Traf chciał, że ten felieton piszę akurat po powrocie od fryzjera. Z nim age-otori się nie zdarza, bo Moussa słucha, co do niego mówię. Co więcej – wprowadza to w czyn. Kiedyś wyjechał na dwa miesiące, a ja poszłam podciąć włosy do jego kolegi. Po strzyżeniu mało typa nie zabiłam. Na szczęście mam wyjście awaryjne – polską odpowiedniczkę Moussy. Ewa strzyże mnie już tak długo, że niebawem powinnyśmy obchodzić srebrne gody.
Niektórzy są wierni fryzjerom, inni skaczą od jednego do drugiego, otwarci na niespodzianki. Bo z fryzjerem jest się w związku, stałym bądź krótkotrwałym. Jeśli jednak pewnego dnia – bez względu na staż relacji – poczujemy, że na widok własnego odbicia we fryzjerskim lustrze zbiera nam się na płacz, to znak, że czas zerwać. Bo nie ma nic gorszego niż wstawanie z fotela z głową wciśniętą w ramiona, płacenie trzęsącymi się rękoma i unikanie swojego odbicia w szybach wystawowych. Fryzjerowi trzeba ufać jak ginekologowi. Na szczęście w tym zawodzie nie ma „klauzul sumienia”, w innym przypadku mogłybyśmy nagle wylądować ostrzyżone na pazia.

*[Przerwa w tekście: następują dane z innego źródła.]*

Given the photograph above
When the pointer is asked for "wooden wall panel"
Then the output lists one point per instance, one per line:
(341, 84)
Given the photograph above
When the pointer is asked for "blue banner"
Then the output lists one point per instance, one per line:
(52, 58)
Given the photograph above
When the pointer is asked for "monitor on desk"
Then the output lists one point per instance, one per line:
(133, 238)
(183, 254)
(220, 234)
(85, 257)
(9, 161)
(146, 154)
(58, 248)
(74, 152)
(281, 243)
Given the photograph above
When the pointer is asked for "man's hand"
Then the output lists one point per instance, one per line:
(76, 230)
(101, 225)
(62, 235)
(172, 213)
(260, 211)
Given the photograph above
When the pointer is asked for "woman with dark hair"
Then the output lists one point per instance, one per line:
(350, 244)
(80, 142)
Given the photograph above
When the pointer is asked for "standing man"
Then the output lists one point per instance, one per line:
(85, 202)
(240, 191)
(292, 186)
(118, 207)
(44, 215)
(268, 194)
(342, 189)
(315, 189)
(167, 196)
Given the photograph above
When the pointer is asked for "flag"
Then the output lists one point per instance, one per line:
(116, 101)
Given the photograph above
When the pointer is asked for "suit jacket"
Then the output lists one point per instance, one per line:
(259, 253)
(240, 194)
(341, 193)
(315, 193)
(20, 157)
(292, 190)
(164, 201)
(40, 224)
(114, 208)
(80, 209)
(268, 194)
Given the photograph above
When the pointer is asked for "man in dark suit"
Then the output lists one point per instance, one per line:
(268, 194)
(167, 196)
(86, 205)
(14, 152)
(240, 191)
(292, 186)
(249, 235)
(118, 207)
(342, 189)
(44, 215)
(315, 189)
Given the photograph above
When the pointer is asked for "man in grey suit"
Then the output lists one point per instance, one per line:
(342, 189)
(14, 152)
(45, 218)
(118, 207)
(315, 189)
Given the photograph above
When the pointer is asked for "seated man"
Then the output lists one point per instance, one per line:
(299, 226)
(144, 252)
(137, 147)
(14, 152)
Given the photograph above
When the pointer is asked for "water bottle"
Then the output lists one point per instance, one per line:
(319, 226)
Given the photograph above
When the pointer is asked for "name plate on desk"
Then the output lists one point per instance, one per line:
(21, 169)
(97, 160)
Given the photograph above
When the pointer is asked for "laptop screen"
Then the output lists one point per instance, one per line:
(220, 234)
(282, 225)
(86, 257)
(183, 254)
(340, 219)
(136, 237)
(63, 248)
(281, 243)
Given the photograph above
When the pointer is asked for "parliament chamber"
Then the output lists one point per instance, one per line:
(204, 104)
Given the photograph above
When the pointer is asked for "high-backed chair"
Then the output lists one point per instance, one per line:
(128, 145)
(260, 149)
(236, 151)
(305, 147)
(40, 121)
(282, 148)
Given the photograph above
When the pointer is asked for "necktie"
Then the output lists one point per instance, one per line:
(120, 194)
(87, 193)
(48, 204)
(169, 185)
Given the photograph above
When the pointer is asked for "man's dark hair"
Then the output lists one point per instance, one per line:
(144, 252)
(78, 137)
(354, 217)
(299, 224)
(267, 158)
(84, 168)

Fryzjera można kochać. Za co kocham Moussę? Za to, że zrównał ceny strzyżenia kobiet i mężczyzn. Wszędzie to my płacimy więcej – czy to nie dyskryminacja? Moussa namawia do ograniczenia używania produktów do włosów, bo szkodzą środowisku. Nie zajmuje się też farbowaniem włosów. Dzięki niemu i jego starszym klientkom przekonałam się, że dobrze podcięte szpakowate czy białe włosy są piękne.